Bien que, pour la « cohésion sociale » l’Institution Jeanne d’Arc se doive d’intégrer les réalités socioreligieuses du Sénégal, il serait, toutefois, injuste de lui demander de supporter, seule, tous les efforts d’adaptation en taisant le caractère non religieusement contraignant pour les musulmans d’envoyer leurs enfants à l’école catholique. Cette dernière, comme celle islamique, a ses règles, ses objectifs et orientations clairement déclinés dans le projet d’établissement qu’elle n’a jamais imposé non plus à aucun parent musulman ou même chrétien.

C’est-à-dire qu’au-delà de la simple question du voile, cette affaire a été piégée par des sous-entendus et des non-dits. Elle a été un exutoire pour beaucoup d’acteurs impliqués. Derrière la levée de bouclier, il y a la revendication égalitariste d’une obligation de l’Etat à subventionner l’école coranique au même titre que le privé catholique dont les effectifs – faudrait-il le rappeler- sont composés en majorité d’enfants musulmans. C’est-à-dire que, contrairement au simplisme idéologique mettant en avant la subvention étatique au bénéfice  des écoles catholiques dans un pays à majorité musulmane, l’Etat sénégalais, en réalité ne fait qu’appuyer financièrement un enseignement laïc dispensé à des enfants de musulmans largement majoritaires dans les écoles catholiques.

5-     Certains, voulant « régler ses comptes » à l’Etat, soit dans le cadre leur opposition au projet de modernisation des daaras ou la volonté de réglementer les écoles coraniques prennent le débat en otage politique et en profitent pour agiter la dénonciation de l’injustice et des droits offerts à une « minorité » qui, à leurs yeux, en abuserait. C’est là la source du malentendu savamment entretenu par des idéologues et qu’il serait important de lever pour de bon : les Sénégalais chrétiens –l’ordre me semble important- ne sont pas une minorité au sens de dhimmi, mais des citoyens à part entière d’une République qu’ils partagent avec tous et avec tous les droits.

 

6-     Mais d’autres encore, à l’attitude plus pernicieuse, se sont vite engouffrés dans la brèche pour mieux affirmer leur revendication du refus du système éducatif sénégalais et de son projet tout simplement parce qu’en réalité, ils en ont un autre : user de l’éducation pour la réalisation de projets idéologiques sur lesquels nous sommes revenus assez souvent ces dernières années.
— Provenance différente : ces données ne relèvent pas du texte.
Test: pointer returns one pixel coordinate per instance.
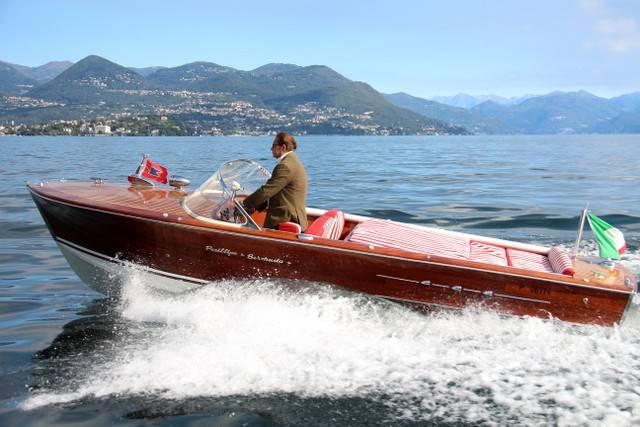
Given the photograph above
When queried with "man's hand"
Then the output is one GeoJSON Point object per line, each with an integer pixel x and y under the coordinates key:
{"type": "Point", "coordinates": [249, 210]}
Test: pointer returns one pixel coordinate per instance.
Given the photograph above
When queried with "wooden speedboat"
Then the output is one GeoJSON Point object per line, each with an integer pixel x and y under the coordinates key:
{"type": "Point", "coordinates": [187, 239]}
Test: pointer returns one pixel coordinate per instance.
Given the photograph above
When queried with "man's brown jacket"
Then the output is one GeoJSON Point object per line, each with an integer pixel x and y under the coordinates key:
{"type": "Point", "coordinates": [285, 194]}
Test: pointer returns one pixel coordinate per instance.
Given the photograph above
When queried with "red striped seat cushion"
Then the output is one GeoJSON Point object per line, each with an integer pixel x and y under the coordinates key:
{"type": "Point", "coordinates": [410, 238]}
{"type": "Point", "coordinates": [561, 261]}
{"type": "Point", "coordinates": [528, 260]}
{"type": "Point", "coordinates": [490, 254]}
{"type": "Point", "coordinates": [291, 227]}
{"type": "Point", "coordinates": [329, 225]}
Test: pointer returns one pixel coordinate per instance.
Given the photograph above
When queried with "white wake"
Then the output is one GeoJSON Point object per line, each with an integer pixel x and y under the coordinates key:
{"type": "Point", "coordinates": [260, 338]}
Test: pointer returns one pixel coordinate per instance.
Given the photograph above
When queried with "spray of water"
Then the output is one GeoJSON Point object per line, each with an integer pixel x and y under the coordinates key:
{"type": "Point", "coordinates": [264, 337]}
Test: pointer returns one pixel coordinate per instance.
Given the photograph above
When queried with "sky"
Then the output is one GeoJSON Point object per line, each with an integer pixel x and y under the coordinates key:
{"type": "Point", "coordinates": [424, 48]}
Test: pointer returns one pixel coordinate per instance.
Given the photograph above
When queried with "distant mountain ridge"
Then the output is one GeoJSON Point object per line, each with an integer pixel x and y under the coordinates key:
{"type": "Point", "coordinates": [554, 113]}
{"type": "Point", "coordinates": [313, 99]}
{"type": "Point", "coordinates": [466, 101]}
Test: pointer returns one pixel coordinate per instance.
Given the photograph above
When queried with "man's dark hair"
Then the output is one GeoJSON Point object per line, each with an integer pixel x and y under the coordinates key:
{"type": "Point", "coordinates": [286, 139]}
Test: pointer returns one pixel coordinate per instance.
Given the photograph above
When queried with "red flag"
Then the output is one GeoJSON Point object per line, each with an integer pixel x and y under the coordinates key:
{"type": "Point", "coordinates": [154, 171]}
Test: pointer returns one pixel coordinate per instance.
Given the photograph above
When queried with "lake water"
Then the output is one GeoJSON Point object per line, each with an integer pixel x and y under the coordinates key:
{"type": "Point", "coordinates": [254, 353]}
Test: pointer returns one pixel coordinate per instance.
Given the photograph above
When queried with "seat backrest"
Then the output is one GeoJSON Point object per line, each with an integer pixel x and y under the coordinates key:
{"type": "Point", "coordinates": [329, 225]}
{"type": "Point", "coordinates": [291, 227]}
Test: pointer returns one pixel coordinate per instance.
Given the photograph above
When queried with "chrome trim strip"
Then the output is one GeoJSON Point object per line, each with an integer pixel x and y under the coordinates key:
{"type": "Point", "coordinates": [448, 307]}
{"type": "Point", "coordinates": [398, 278]}
{"type": "Point", "coordinates": [541, 301]}
{"type": "Point", "coordinates": [458, 288]}
{"type": "Point", "coordinates": [215, 230]}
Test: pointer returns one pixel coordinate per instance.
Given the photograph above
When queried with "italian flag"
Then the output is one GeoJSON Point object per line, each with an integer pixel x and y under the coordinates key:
{"type": "Point", "coordinates": [610, 240]}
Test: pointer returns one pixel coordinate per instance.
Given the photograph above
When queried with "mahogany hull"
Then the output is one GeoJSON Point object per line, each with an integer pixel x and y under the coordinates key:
{"type": "Point", "coordinates": [205, 253]}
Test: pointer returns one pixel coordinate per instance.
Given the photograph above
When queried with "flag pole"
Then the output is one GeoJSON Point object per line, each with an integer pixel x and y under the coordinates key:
{"type": "Point", "coordinates": [576, 248]}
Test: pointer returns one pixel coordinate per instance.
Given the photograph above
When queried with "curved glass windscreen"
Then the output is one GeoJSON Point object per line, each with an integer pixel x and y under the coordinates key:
{"type": "Point", "coordinates": [214, 200]}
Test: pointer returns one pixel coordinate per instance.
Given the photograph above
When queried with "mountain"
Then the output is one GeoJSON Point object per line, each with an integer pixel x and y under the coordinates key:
{"type": "Point", "coordinates": [196, 76]}
{"type": "Point", "coordinates": [472, 121]}
{"type": "Point", "coordinates": [12, 81]}
{"type": "Point", "coordinates": [627, 122]}
{"type": "Point", "coordinates": [48, 71]}
{"type": "Point", "coordinates": [285, 87]}
{"type": "Point", "coordinates": [313, 99]}
{"type": "Point", "coordinates": [463, 100]}
{"type": "Point", "coordinates": [628, 102]}
{"type": "Point", "coordinates": [557, 112]}
{"type": "Point", "coordinates": [91, 80]}
{"type": "Point", "coordinates": [274, 68]}
{"type": "Point", "coordinates": [146, 71]}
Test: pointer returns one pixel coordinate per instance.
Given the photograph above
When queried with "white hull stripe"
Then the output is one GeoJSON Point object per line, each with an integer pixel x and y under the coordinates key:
{"type": "Point", "coordinates": [124, 263]}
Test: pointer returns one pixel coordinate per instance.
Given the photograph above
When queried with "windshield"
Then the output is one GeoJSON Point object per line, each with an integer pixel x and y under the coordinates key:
{"type": "Point", "coordinates": [215, 200]}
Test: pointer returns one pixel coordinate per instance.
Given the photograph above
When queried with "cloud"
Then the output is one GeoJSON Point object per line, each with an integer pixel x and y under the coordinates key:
{"type": "Point", "coordinates": [612, 31]}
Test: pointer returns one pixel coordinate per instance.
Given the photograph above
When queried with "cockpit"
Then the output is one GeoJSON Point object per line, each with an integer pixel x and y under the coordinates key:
{"type": "Point", "coordinates": [219, 199]}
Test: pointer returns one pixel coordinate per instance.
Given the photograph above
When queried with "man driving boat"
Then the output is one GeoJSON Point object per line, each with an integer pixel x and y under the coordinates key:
{"type": "Point", "coordinates": [284, 195]}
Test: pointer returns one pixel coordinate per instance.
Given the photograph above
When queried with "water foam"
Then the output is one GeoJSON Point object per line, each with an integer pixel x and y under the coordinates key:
{"type": "Point", "coordinates": [263, 337]}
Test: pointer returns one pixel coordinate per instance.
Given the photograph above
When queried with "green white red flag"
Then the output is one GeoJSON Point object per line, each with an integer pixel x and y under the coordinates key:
{"type": "Point", "coordinates": [610, 240]}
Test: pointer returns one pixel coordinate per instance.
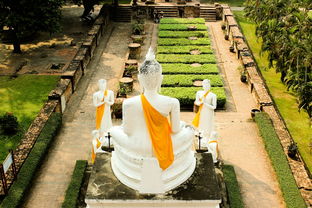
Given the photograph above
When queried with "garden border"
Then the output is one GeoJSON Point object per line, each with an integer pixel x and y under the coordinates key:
{"type": "Point", "coordinates": [61, 94]}
{"type": "Point", "coordinates": [265, 102]}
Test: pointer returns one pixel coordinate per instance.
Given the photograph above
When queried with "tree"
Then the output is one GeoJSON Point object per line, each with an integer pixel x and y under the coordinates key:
{"type": "Point", "coordinates": [25, 17]}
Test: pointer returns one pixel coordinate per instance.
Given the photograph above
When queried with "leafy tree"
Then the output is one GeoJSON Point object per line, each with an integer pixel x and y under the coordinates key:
{"type": "Point", "coordinates": [25, 17]}
{"type": "Point", "coordinates": [285, 28]}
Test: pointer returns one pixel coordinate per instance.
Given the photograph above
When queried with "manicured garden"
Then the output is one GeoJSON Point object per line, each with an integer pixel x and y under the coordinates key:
{"type": "Point", "coordinates": [298, 123]}
{"type": "Point", "coordinates": [23, 97]}
{"type": "Point", "coordinates": [187, 58]}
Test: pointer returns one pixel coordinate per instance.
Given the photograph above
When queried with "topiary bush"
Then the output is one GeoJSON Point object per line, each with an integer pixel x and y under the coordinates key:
{"type": "Point", "coordinates": [8, 124]}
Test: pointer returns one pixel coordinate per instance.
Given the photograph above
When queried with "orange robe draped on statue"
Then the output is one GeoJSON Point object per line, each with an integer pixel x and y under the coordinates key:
{"type": "Point", "coordinates": [160, 134]}
{"type": "Point", "coordinates": [100, 113]}
{"type": "Point", "coordinates": [197, 116]}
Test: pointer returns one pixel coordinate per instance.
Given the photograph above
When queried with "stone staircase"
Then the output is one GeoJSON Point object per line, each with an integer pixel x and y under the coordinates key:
{"type": "Point", "coordinates": [208, 13]}
{"type": "Point", "coordinates": [122, 14]}
{"type": "Point", "coordinates": [169, 11]}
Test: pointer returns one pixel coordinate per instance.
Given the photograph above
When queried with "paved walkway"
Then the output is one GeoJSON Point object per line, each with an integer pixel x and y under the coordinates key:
{"type": "Point", "coordinates": [240, 145]}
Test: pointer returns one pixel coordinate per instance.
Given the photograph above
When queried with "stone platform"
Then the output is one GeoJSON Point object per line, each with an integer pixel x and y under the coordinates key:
{"type": "Point", "coordinates": [200, 190]}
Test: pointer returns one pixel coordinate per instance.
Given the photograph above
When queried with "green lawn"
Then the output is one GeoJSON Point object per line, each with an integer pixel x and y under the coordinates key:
{"type": "Point", "coordinates": [23, 97]}
{"type": "Point", "coordinates": [297, 122]}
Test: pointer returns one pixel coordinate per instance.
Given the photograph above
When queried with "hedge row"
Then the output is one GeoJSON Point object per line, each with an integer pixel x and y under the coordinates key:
{"type": "Point", "coordinates": [182, 34]}
{"type": "Point", "coordinates": [232, 186]}
{"type": "Point", "coordinates": [189, 69]}
{"type": "Point", "coordinates": [187, 95]}
{"type": "Point", "coordinates": [279, 161]}
{"type": "Point", "coordinates": [182, 80]}
{"type": "Point", "coordinates": [183, 41]}
{"type": "Point", "coordinates": [27, 173]}
{"type": "Point", "coordinates": [73, 190]}
{"type": "Point", "coordinates": [178, 58]}
{"type": "Point", "coordinates": [183, 49]}
{"type": "Point", "coordinates": [182, 21]}
{"type": "Point", "coordinates": [181, 27]}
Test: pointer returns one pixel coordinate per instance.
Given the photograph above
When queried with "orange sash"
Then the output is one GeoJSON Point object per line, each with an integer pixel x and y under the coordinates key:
{"type": "Point", "coordinates": [100, 113]}
{"type": "Point", "coordinates": [197, 116]}
{"type": "Point", "coordinates": [160, 134]}
{"type": "Point", "coordinates": [98, 144]}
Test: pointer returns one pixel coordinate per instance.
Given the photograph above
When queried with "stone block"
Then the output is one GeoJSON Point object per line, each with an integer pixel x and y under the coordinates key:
{"type": "Point", "coordinates": [83, 57]}
{"type": "Point", "coordinates": [74, 73]}
{"type": "Point", "coordinates": [200, 190]}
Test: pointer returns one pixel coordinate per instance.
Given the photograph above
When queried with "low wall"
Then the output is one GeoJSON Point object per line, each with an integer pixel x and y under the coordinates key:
{"type": "Point", "coordinates": [265, 102]}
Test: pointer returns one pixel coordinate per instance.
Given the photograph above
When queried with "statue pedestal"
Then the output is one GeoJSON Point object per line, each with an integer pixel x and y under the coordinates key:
{"type": "Point", "coordinates": [200, 190]}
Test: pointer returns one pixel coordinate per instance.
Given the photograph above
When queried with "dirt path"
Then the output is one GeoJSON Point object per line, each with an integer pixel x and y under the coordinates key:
{"type": "Point", "coordinates": [240, 144]}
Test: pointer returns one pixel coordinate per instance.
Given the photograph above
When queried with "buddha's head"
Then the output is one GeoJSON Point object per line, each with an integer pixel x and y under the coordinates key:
{"type": "Point", "coordinates": [150, 73]}
{"type": "Point", "coordinates": [102, 84]}
{"type": "Point", "coordinates": [206, 84]}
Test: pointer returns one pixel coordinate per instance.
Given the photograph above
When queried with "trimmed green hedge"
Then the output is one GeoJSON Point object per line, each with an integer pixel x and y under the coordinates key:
{"type": "Point", "coordinates": [188, 69]}
{"type": "Point", "coordinates": [182, 34]}
{"type": "Point", "coordinates": [186, 95]}
{"type": "Point", "coordinates": [232, 186]}
{"type": "Point", "coordinates": [178, 58]}
{"type": "Point", "coordinates": [185, 80]}
{"type": "Point", "coordinates": [73, 190]}
{"type": "Point", "coordinates": [279, 161]}
{"type": "Point", "coordinates": [182, 21]}
{"type": "Point", "coordinates": [183, 49]}
{"type": "Point", "coordinates": [183, 41]}
{"type": "Point", "coordinates": [181, 27]}
{"type": "Point", "coordinates": [27, 173]}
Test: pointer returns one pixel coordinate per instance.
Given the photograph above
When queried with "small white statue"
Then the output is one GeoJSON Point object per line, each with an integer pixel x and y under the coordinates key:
{"type": "Point", "coordinates": [102, 100]}
{"type": "Point", "coordinates": [152, 155]}
{"type": "Point", "coordinates": [207, 102]}
{"type": "Point", "coordinates": [96, 144]}
{"type": "Point", "coordinates": [213, 146]}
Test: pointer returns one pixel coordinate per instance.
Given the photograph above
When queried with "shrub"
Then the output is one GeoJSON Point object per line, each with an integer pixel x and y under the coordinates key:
{"type": "Point", "coordinates": [279, 161]}
{"type": "Point", "coordinates": [183, 41]}
{"type": "Point", "coordinates": [183, 49]}
{"type": "Point", "coordinates": [182, 21]}
{"type": "Point", "coordinates": [181, 80]}
{"type": "Point", "coordinates": [8, 124]}
{"type": "Point", "coordinates": [189, 69]}
{"type": "Point", "coordinates": [186, 95]}
{"type": "Point", "coordinates": [73, 190]}
{"type": "Point", "coordinates": [182, 27]}
{"type": "Point", "coordinates": [178, 58]}
{"type": "Point", "coordinates": [182, 34]}
{"type": "Point", "coordinates": [231, 183]}
{"type": "Point", "coordinates": [26, 174]}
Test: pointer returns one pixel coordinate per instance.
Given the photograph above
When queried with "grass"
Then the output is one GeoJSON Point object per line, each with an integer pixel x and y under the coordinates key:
{"type": "Point", "coordinates": [189, 69]}
{"type": "Point", "coordinates": [178, 58]}
{"type": "Point", "coordinates": [182, 34]}
{"type": "Point", "coordinates": [183, 49]}
{"type": "Point", "coordinates": [186, 95]}
{"type": "Point", "coordinates": [182, 41]}
{"type": "Point", "coordinates": [279, 161]}
{"type": "Point", "coordinates": [24, 97]}
{"type": "Point", "coordinates": [234, 195]}
{"type": "Point", "coordinates": [182, 80]}
{"type": "Point", "coordinates": [297, 123]}
{"type": "Point", "coordinates": [27, 173]}
{"type": "Point", "coordinates": [182, 27]}
{"type": "Point", "coordinates": [182, 21]}
{"type": "Point", "coordinates": [73, 190]}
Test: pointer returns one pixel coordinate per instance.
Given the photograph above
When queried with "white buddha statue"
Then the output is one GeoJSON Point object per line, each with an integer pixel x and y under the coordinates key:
{"type": "Point", "coordinates": [102, 100]}
{"type": "Point", "coordinates": [207, 102]}
{"type": "Point", "coordinates": [153, 148]}
{"type": "Point", "coordinates": [212, 146]}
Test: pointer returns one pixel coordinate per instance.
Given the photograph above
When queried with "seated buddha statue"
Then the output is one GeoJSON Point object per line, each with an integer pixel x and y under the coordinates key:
{"type": "Point", "coordinates": [153, 148]}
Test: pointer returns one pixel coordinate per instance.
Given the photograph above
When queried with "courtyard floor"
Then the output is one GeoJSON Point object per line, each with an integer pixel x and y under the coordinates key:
{"type": "Point", "coordinates": [240, 143]}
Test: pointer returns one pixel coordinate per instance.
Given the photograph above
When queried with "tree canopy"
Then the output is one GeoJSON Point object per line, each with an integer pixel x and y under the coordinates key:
{"type": "Point", "coordinates": [24, 17]}
{"type": "Point", "coordinates": [285, 27]}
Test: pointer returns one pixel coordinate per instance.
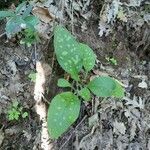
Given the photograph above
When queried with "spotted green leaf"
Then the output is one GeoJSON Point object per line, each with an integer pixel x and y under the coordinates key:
{"type": "Point", "coordinates": [102, 86]}
{"type": "Point", "coordinates": [63, 83]}
{"type": "Point", "coordinates": [32, 76]}
{"type": "Point", "coordinates": [24, 115]}
{"type": "Point", "coordinates": [67, 51]}
{"type": "Point", "coordinates": [13, 26]}
{"type": "Point", "coordinates": [119, 90]}
{"type": "Point", "coordinates": [31, 21]}
{"type": "Point", "coordinates": [20, 7]}
{"type": "Point", "coordinates": [62, 113]}
{"type": "Point", "coordinates": [85, 94]}
{"type": "Point", "coordinates": [88, 57]}
{"type": "Point", "coordinates": [4, 14]}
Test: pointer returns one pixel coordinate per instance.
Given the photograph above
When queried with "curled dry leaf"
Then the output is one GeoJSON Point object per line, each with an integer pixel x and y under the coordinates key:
{"type": "Point", "coordinates": [119, 127]}
{"type": "Point", "coordinates": [43, 14]}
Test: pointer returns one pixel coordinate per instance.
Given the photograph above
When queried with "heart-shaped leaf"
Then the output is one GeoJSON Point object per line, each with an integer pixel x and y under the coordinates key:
{"type": "Point", "coordinates": [31, 20]}
{"type": "Point", "coordinates": [63, 83]}
{"type": "Point", "coordinates": [102, 86]}
{"type": "Point", "coordinates": [119, 91]}
{"type": "Point", "coordinates": [88, 57]}
{"type": "Point", "coordinates": [4, 14]}
{"type": "Point", "coordinates": [68, 52]}
{"type": "Point", "coordinates": [13, 26]}
{"type": "Point", "coordinates": [85, 94]}
{"type": "Point", "coordinates": [21, 7]}
{"type": "Point", "coordinates": [63, 112]}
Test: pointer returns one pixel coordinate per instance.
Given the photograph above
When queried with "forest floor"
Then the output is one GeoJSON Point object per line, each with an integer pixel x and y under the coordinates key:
{"type": "Point", "coordinates": [108, 124]}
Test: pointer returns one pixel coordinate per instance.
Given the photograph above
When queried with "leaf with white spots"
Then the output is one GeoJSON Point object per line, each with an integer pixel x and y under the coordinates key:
{"type": "Point", "coordinates": [62, 113]}
{"type": "Point", "coordinates": [85, 94]}
{"type": "Point", "coordinates": [63, 83]}
{"type": "Point", "coordinates": [102, 86]}
{"type": "Point", "coordinates": [88, 57]}
{"type": "Point", "coordinates": [67, 52]}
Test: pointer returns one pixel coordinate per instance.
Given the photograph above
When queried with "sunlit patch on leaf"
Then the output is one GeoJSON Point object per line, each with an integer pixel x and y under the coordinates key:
{"type": "Point", "coordinates": [67, 51]}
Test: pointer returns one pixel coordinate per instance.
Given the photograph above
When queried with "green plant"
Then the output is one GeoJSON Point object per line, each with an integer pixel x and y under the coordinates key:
{"type": "Point", "coordinates": [112, 60]}
{"type": "Point", "coordinates": [76, 59]}
{"type": "Point", "coordinates": [15, 111]}
{"type": "Point", "coordinates": [20, 20]}
{"type": "Point", "coordinates": [32, 76]}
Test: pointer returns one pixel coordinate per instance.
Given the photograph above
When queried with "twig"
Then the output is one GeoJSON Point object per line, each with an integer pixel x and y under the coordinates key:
{"type": "Point", "coordinates": [73, 132]}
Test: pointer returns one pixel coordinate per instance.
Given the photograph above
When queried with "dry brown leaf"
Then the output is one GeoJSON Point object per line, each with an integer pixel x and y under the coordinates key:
{"type": "Point", "coordinates": [119, 127]}
{"type": "Point", "coordinates": [43, 14]}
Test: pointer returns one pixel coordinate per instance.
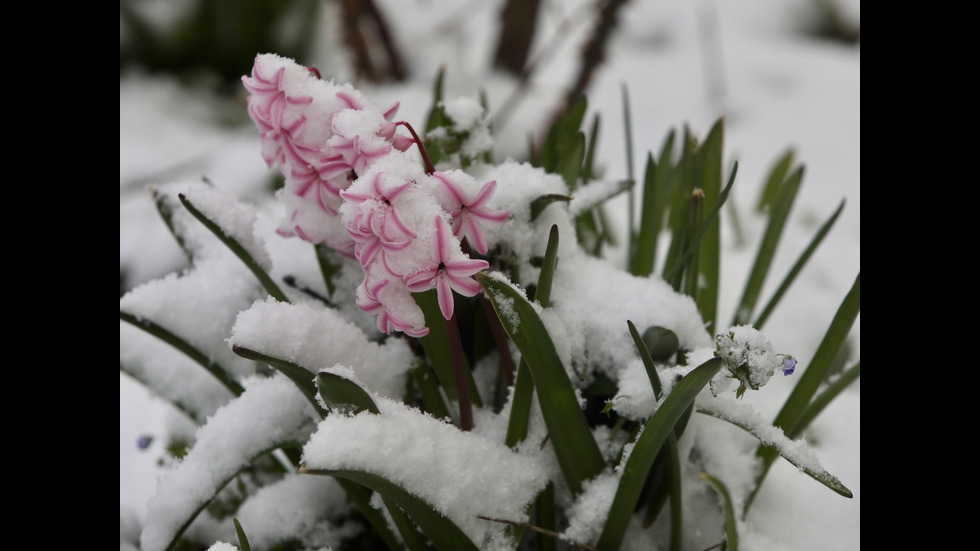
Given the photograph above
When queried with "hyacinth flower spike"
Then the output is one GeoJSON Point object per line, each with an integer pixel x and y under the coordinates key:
{"type": "Point", "coordinates": [446, 273]}
{"type": "Point", "coordinates": [470, 212]}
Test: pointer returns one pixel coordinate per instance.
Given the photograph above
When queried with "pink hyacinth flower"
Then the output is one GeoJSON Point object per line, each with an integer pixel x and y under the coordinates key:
{"type": "Point", "coordinates": [446, 273]}
{"type": "Point", "coordinates": [469, 210]}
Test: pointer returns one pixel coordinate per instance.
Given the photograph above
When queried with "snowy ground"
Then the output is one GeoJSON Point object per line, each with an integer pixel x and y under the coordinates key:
{"type": "Point", "coordinates": [682, 63]}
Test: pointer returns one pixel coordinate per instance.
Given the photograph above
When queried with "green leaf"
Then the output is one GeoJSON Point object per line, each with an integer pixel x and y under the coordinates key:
{"type": "Point", "coordinates": [570, 161]}
{"type": "Point", "coordinates": [242, 540]}
{"type": "Point", "coordinates": [361, 498]}
{"type": "Point", "coordinates": [538, 205]}
{"type": "Point", "coordinates": [767, 248]}
{"type": "Point", "coordinates": [520, 409]}
{"type": "Point", "coordinates": [414, 540]}
{"type": "Point", "coordinates": [437, 115]}
{"type": "Point", "coordinates": [797, 402]}
{"type": "Point", "coordinates": [238, 249]}
{"type": "Point", "coordinates": [340, 393]}
{"type": "Point", "coordinates": [443, 532]}
{"type": "Point", "coordinates": [777, 176]}
{"type": "Point", "coordinates": [576, 449]}
{"type": "Point", "coordinates": [179, 343]}
{"type": "Point", "coordinates": [818, 474]}
{"type": "Point", "coordinates": [731, 534]}
{"type": "Point", "coordinates": [651, 220]}
{"type": "Point", "coordinates": [709, 178]}
{"type": "Point", "coordinates": [165, 207]}
{"type": "Point", "coordinates": [437, 348]}
{"type": "Point", "coordinates": [560, 135]}
{"type": "Point", "coordinates": [300, 376]}
{"type": "Point", "coordinates": [647, 446]}
{"type": "Point", "coordinates": [823, 400]}
{"type": "Point", "coordinates": [797, 267]}
{"type": "Point", "coordinates": [680, 263]}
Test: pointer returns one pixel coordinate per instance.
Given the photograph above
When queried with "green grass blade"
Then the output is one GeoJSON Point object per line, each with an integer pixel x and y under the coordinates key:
{"type": "Point", "coordinates": [520, 406]}
{"type": "Point", "coordinates": [709, 178]}
{"type": "Point", "coordinates": [779, 444]}
{"type": "Point", "coordinates": [575, 447]}
{"type": "Point", "coordinates": [425, 380]}
{"type": "Point", "coordinates": [675, 492]}
{"type": "Point", "coordinates": [523, 386]}
{"type": "Point", "coordinates": [797, 267]}
{"type": "Point", "coordinates": [792, 411]}
{"type": "Point", "coordinates": [236, 247]}
{"type": "Point", "coordinates": [690, 251]}
{"type": "Point", "coordinates": [647, 360]}
{"type": "Point", "coordinates": [561, 133]}
{"type": "Point", "coordinates": [539, 204]}
{"type": "Point", "coordinates": [779, 213]}
{"type": "Point", "coordinates": [545, 511]}
{"type": "Point", "coordinates": [731, 534]}
{"type": "Point", "coordinates": [648, 445]}
{"type": "Point", "coordinates": [443, 532]}
{"type": "Point", "coordinates": [816, 371]}
{"type": "Point", "coordinates": [823, 400]}
{"type": "Point", "coordinates": [177, 342]}
{"type": "Point", "coordinates": [673, 475]}
{"type": "Point", "coordinates": [588, 163]}
{"type": "Point", "coordinates": [166, 210]}
{"type": "Point", "coordinates": [300, 376]}
{"type": "Point", "coordinates": [361, 498]}
{"type": "Point", "coordinates": [436, 346]}
{"type": "Point", "coordinates": [569, 163]}
{"type": "Point", "coordinates": [770, 190]}
{"type": "Point", "coordinates": [628, 130]}
{"type": "Point", "coordinates": [641, 262]}
{"type": "Point", "coordinates": [340, 393]}
{"type": "Point", "coordinates": [414, 540]}
{"type": "Point", "coordinates": [437, 117]}
{"type": "Point", "coordinates": [242, 540]}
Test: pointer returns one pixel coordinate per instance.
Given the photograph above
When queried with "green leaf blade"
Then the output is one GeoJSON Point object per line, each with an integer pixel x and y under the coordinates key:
{"type": "Point", "coordinates": [575, 447]}
{"type": "Point", "coordinates": [646, 448]}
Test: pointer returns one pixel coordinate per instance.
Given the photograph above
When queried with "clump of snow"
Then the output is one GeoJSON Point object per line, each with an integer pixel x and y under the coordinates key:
{"type": "Point", "coordinates": [234, 218]}
{"type": "Point", "coordinates": [271, 411]}
{"type": "Point", "coordinates": [169, 373]}
{"type": "Point", "coordinates": [748, 356]}
{"type": "Point", "coordinates": [467, 116]}
{"type": "Point", "coordinates": [462, 475]}
{"type": "Point", "coordinates": [587, 515]}
{"type": "Point", "coordinates": [319, 338]}
{"type": "Point", "coordinates": [298, 506]}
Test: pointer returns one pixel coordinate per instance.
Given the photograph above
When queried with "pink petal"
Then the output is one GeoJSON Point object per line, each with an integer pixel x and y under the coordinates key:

Ces mêmes acteurs plus visibles et un peu trop audibles lorsqu’il s’agit des droits des uns que quand ceux d’autres sont menacés, savent pertinemment ce qu’ils font et leur projet est clair. Ils le déroulent en violant les règles et principes qu’ils veulent que l’on n’applique qu’aux autres. Eux, peuvent bien fermer leurs écoles à une fille non voilée et leurs mosquées aux pratiques cultuelles même de musulmans d’eux différents. Accepter un non musulman ? La question ne saurait effleurer ! Quelle simpliste et sélective interprétation de la « liberté religieuse » qu’ils brandissent telle une épée de Damoclès au dessus de leurs concitoyens catholiques ! Mais, « celui qui n’a qu’un marteau dans la tête verra toujours tous les problèmes du monde sous forme de clous ! », dit un de nos proverbes qui a fini par voyager très loin.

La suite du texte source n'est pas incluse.